Quel partenariat comptez-vous développer avec les universités africaines ?
Je suis à l’écoute des universités Africaines. Mon programme aura un intérêt direct sur le développement de l’éducation entre l’Ecosse et l’Afrique. L’Afrique a beaucoup à apprendre de l’Ecosse et de même l’Ecosse de l’Afrique. Un partenariat juste et équitable constituera la base du partenariat et des échanges. Tel est mon leitmotiv.
En guise de conclusion quel sera votre mot de la fin ?

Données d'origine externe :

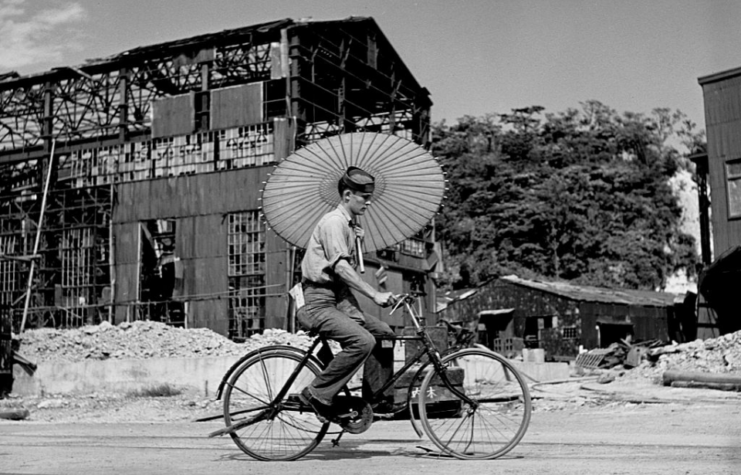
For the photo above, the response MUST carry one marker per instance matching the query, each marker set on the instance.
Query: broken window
(733, 177)
(161, 273)
(246, 275)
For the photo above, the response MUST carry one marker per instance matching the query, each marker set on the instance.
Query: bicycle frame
(429, 349)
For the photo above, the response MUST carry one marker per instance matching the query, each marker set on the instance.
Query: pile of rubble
(142, 339)
(720, 355)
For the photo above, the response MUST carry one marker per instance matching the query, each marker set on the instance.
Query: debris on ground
(141, 340)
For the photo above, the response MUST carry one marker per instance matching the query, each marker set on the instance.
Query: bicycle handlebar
(400, 300)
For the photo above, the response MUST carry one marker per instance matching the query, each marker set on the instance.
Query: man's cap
(359, 180)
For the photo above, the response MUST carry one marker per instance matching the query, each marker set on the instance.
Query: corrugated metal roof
(598, 294)
(719, 76)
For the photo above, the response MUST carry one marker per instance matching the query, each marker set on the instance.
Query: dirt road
(572, 437)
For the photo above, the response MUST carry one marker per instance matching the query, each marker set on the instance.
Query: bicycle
(472, 403)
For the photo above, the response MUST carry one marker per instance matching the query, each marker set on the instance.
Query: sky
(475, 56)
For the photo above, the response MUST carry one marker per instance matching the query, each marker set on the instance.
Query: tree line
(581, 195)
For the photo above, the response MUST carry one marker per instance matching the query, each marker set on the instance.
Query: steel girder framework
(324, 77)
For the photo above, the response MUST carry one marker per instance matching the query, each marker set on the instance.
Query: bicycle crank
(352, 413)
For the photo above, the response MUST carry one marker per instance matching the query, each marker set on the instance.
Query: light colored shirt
(333, 239)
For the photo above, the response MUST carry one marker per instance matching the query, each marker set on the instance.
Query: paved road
(666, 439)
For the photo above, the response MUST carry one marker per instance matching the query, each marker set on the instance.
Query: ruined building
(129, 185)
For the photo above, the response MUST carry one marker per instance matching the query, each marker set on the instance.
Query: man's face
(359, 202)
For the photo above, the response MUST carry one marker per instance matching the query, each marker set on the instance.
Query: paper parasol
(303, 187)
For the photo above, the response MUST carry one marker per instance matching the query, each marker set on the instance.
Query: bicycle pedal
(349, 415)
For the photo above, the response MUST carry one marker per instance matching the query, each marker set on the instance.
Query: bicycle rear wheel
(495, 419)
(283, 430)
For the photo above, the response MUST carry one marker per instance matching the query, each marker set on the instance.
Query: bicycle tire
(497, 420)
(252, 388)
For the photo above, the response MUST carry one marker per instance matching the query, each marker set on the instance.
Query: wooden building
(719, 174)
(561, 317)
(155, 158)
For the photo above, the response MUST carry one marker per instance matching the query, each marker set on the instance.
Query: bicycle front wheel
(490, 420)
(284, 431)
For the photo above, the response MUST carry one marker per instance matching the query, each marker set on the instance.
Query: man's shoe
(322, 411)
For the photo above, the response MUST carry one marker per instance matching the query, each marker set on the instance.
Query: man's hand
(384, 299)
(359, 232)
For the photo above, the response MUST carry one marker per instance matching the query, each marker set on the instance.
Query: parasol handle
(359, 249)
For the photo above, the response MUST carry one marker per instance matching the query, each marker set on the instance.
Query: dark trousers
(334, 313)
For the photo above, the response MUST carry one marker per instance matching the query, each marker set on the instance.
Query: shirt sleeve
(333, 236)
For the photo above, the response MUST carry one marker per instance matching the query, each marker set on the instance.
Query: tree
(580, 195)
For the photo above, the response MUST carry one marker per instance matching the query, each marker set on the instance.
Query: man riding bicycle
(331, 309)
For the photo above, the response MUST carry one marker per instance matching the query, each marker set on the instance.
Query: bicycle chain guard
(352, 413)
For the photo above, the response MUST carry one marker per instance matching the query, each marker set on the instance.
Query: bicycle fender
(255, 352)
(412, 419)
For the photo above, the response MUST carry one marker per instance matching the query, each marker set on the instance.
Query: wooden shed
(561, 317)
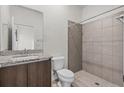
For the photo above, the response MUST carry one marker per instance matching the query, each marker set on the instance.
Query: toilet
(65, 76)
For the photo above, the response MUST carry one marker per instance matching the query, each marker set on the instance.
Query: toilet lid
(66, 73)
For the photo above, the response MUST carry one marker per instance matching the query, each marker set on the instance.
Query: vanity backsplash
(17, 52)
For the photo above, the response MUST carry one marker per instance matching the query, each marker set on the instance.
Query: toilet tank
(58, 63)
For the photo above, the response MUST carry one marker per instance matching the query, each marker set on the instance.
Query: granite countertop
(22, 59)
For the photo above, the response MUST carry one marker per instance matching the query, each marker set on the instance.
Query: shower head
(121, 18)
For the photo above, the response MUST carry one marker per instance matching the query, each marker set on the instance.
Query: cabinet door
(39, 74)
(13, 76)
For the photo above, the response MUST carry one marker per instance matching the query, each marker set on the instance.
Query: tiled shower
(102, 48)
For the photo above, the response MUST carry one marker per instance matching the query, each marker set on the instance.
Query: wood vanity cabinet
(13, 76)
(37, 74)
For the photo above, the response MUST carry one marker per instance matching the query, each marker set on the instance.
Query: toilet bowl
(65, 76)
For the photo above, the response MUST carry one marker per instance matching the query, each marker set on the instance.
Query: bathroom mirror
(23, 28)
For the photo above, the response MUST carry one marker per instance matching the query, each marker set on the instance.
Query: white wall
(56, 27)
(93, 10)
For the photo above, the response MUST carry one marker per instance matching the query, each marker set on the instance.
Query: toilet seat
(67, 74)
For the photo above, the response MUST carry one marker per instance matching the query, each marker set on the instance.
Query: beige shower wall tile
(97, 24)
(117, 48)
(107, 22)
(97, 59)
(107, 34)
(117, 64)
(107, 61)
(117, 32)
(90, 57)
(107, 74)
(97, 47)
(89, 47)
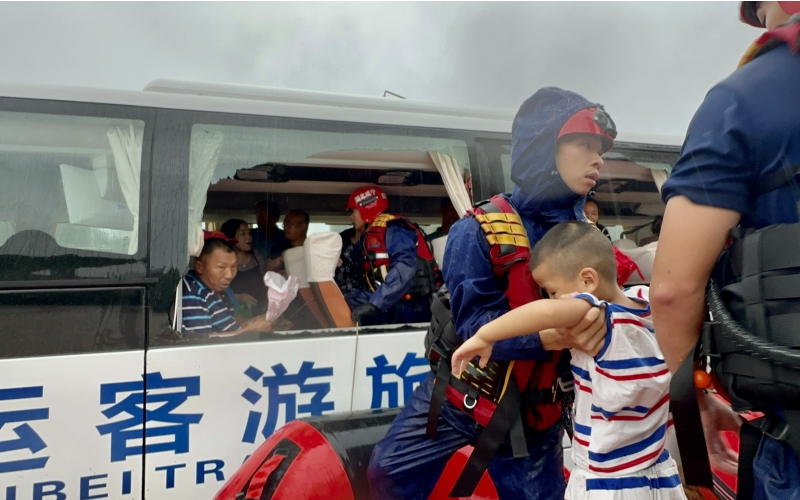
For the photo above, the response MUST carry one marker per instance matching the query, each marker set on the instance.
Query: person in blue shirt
(208, 304)
(558, 138)
(397, 292)
(269, 240)
(747, 128)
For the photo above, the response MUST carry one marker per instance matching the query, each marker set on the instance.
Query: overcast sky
(649, 63)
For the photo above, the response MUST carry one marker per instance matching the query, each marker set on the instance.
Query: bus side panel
(230, 397)
(227, 398)
(70, 425)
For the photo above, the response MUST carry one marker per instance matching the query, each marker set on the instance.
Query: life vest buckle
(470, 402)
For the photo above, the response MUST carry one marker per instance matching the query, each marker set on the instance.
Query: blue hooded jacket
(542, 199)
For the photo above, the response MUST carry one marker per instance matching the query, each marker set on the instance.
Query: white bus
(102, 196)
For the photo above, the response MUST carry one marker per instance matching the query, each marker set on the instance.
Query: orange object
(702, 380)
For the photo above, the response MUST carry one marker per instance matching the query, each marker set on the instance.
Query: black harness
(751, 342)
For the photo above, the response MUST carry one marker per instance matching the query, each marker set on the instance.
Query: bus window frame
(172, 146)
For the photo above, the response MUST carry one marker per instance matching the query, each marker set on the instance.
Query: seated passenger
(295, 229)
(592, 211)
(449, 217)
(398, 264)
(248, 285)
(350, 272)
(267, 235)
(206, 306)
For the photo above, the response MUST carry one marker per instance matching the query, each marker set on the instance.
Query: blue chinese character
(275, 398)
(382, 368)
(27, 438)
(143, 405)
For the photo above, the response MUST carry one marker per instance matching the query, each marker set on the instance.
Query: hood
(540, 195)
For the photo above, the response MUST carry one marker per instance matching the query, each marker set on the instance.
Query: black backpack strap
(782, 177)
(688, 427)
(775, 180)
(440, 343)
(786, 429)
(506, 419)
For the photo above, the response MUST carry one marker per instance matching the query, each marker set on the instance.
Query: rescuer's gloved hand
(368, 314)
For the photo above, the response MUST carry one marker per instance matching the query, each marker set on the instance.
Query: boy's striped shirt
(622, 394)
(205, 312)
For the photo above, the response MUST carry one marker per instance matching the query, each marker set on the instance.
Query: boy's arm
(534, 317)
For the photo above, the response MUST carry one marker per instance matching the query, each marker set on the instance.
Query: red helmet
(594, 121)
(369, 201)
(748, 12)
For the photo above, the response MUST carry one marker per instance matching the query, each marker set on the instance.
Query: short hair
(301, 213)
(213, 244)
(231, 227)
(571, 246)
(272, 208)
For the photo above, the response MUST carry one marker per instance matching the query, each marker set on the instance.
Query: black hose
(750, 344)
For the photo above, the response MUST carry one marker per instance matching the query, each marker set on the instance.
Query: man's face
(295, 227)
(262, 218)
(578, 161)
(355, 218)
(771, 14)
(449, 217)
(591, 211)
(217, 270)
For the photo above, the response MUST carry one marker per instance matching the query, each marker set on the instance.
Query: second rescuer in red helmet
(398, 264)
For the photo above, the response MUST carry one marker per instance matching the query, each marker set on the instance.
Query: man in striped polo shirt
(207, 306)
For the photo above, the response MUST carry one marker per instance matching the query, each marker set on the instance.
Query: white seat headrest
(322, 256)
(643, 257)
(438, 249)
(295, 262)
(624, 244)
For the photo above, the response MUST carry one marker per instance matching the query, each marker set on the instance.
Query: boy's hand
(468, 350)
(587, 336)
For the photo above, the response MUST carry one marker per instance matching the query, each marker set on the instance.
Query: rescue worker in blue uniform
(558, 138)
(746, 129)
(398, 263)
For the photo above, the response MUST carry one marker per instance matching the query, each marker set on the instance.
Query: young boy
(622, 394)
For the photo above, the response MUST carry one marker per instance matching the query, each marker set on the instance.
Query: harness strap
(775, 180)
(505, 419)
(749, 438)
(786, 429)
(438, 397)
(689, 428)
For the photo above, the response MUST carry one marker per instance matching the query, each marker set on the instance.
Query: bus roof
(268, 101)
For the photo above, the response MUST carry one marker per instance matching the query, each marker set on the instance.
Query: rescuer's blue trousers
(406, 464)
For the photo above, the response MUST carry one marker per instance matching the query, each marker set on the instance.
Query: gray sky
(649, 63)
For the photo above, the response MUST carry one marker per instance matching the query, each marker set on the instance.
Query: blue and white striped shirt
(204, 311)
(622, 394)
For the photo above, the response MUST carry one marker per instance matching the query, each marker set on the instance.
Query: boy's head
(574, 257)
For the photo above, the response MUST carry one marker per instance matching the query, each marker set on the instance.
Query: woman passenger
(248, 285)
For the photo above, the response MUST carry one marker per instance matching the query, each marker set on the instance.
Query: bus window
(71, 178)
(70, 210)
(234, 167)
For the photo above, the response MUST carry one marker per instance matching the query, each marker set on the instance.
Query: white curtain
(659, 176)
(126, 145)
(202, 163)
(454, 181)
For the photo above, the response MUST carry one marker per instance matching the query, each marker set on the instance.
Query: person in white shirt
(622, 393)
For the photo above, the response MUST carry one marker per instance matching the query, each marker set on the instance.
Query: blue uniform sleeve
(474, 297)
(715, 167)
(401, 245)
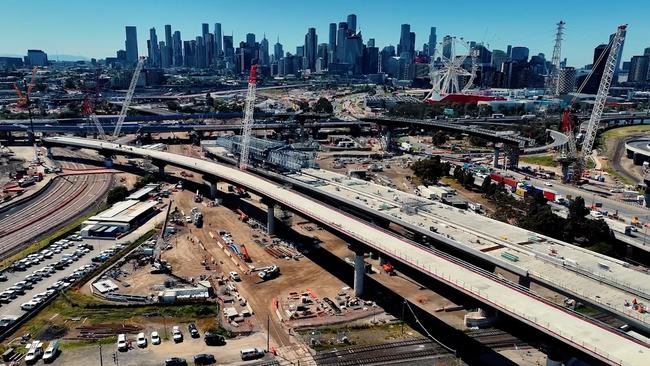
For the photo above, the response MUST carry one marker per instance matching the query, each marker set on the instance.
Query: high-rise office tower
(228, 48)
(278, 52)
(131, 44)
(323, 55)
(188, 60)
(341, 34)
(250, 40)
(169, 44)
(154, 52)
(352, 23)
(264, 52)
(519, 53)
(218, 39)
(638, 69)
(209, 49)
(177, 49)
(199, 60)
(311, 44)
(405, 42)
(332, 39)
(446, 46)
(432, 41)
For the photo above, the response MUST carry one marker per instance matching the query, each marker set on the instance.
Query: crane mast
(601, 98)
(553, 82)
(128, 97)
(247, 123)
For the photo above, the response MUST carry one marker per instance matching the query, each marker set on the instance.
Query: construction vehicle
(244, 254)
(24, 101)
(242, 216)
(389, 269)
(198, 197)
(572, 161)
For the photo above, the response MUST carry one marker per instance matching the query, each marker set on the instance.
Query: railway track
(65, 199)
(412, 349)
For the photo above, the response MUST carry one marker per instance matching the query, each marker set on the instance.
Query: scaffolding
(270, 152)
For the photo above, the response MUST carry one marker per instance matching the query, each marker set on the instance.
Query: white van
(121, 342)
(51, 352)
(251, 353)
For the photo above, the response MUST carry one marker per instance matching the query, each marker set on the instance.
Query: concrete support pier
(359, 271)
(270, 218)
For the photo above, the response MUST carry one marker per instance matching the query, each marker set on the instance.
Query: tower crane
(128, 97)
(24, 101)
(247, 123)
(572, 158)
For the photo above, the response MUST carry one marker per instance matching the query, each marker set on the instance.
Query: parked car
(155, 338)
(175, 361)
(204, 359)
(176, 334)
(194, 333)
(142, 340)
(121, 343)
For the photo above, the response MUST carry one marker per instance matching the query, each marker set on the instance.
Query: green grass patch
(544, 160)
(625, 131)
(61, 233)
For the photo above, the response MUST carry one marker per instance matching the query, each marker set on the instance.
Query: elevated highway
(588, 336)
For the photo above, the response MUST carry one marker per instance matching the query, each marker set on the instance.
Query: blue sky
(95, 28)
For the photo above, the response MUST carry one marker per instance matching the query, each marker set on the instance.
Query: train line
(66, 198)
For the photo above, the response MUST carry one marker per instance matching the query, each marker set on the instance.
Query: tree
(323, 105)
(116, 194)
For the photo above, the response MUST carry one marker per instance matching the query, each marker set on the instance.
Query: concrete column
(270, 218)
(524, 281)
(496, 157)
(359, 272)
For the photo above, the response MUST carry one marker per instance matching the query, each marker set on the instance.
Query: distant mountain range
(53, 57)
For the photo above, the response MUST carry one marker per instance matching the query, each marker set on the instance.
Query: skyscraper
(278, 52)
(168, 44)
(341, 34)
(352, 23)
(446, 47)
(332, 39)
(311, 44)
(131, 44)
(228, 48)
(432, 41)
(154, 52)
(177, 50)
(218, 39)
(264, 52)
(404, 47)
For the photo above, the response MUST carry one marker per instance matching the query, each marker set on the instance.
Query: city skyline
(586, 27)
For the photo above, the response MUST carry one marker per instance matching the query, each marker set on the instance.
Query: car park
(142, 340)
(194, 332)
(121, 342)
(204, 359)
(155, 338)
(175, 361)
(176, 334)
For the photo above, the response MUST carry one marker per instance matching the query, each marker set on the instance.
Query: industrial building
(121, 218)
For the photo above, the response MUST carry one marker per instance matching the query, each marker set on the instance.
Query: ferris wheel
(450, 74)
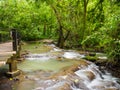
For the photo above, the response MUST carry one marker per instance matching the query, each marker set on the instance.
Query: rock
(66, 86)
(47, 41)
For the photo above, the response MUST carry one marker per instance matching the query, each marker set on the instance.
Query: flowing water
(49, 68)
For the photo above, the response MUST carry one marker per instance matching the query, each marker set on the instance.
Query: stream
(47, 67)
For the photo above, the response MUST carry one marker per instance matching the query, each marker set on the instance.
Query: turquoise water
(49, 65)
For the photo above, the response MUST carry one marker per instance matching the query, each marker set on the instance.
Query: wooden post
(15, 41)
(13, 71)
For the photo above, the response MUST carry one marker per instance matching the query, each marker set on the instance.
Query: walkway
(5, 52)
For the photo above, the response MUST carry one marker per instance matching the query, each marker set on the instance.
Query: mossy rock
(91, 58)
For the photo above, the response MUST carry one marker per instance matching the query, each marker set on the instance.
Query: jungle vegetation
(84, 24)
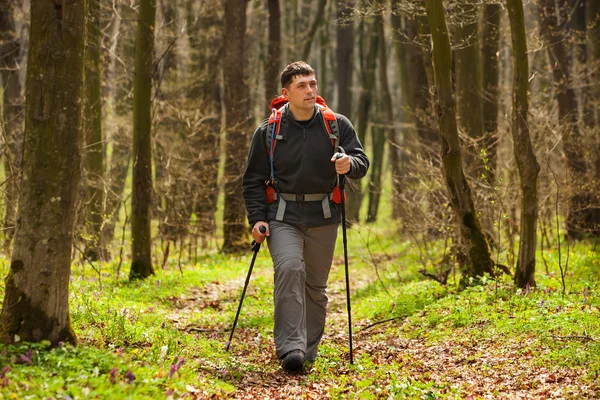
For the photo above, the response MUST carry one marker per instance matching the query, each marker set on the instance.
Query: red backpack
(274, 125)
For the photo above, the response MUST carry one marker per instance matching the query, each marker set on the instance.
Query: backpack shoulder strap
(331, 125)
(273, 135)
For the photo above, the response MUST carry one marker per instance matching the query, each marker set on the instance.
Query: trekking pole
(342, 182)
(255, 248)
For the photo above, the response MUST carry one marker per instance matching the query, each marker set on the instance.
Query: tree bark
(273, 60)
(119, 108)
(477, 248)
(579, 199)
(141, 263)
(468, 88)
(365, 100)
(310, 35)
(11, 117)
(237, 125)
(490, 48)
(206, 141)
(385, 129)
(36, 301)
(592, 15)
(523, 151)
(94, 143)
(344, 54)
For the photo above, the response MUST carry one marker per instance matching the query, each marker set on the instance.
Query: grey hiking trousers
(302, 259)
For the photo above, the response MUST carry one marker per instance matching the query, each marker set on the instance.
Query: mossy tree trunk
(237, 125)
(476, 246)
(523, 151)
(141, 263)
(36, 300)
(560, 61)
(94, 143)
(273, 59)
(490, 49)
(11, 116)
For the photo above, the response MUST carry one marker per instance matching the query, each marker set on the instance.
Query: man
(302, 219)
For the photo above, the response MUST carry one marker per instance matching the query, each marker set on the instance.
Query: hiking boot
(293, 361)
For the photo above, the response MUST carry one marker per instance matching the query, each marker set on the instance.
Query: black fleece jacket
(302, 165)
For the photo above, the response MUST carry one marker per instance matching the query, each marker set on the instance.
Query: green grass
(166, 336)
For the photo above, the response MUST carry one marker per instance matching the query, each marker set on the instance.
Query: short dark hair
(294, 69)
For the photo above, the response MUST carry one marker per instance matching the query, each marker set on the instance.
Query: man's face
(302, 92)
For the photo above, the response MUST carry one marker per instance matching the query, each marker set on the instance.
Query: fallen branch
(381, 322)
(585, 338)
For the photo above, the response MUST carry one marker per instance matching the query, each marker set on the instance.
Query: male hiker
(290, 188)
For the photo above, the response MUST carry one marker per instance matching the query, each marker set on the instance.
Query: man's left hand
(342, 164)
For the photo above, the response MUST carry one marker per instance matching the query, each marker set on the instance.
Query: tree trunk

Je remercie tous ceux qui m’ont soutenu pendant toutes ces années. Des années pénibles et, malgré tout, dans la résilience. Nous avons accompli nos devoirs, c’est difficile d’oublier les épreuves que j’ai traversées dans ce pays, loin de la terre de mes ancêtres. Ne perdez pas espoir, soyez déterminés dans tous ce que vous faites, pensez aux autres avant vous-même, pardonnez à vos ennemis mais ne retournez plus jamais auprès de ceux qui vous ont fais souffrir. Que Dieu bénisse l’Afrique et l’Ecosse.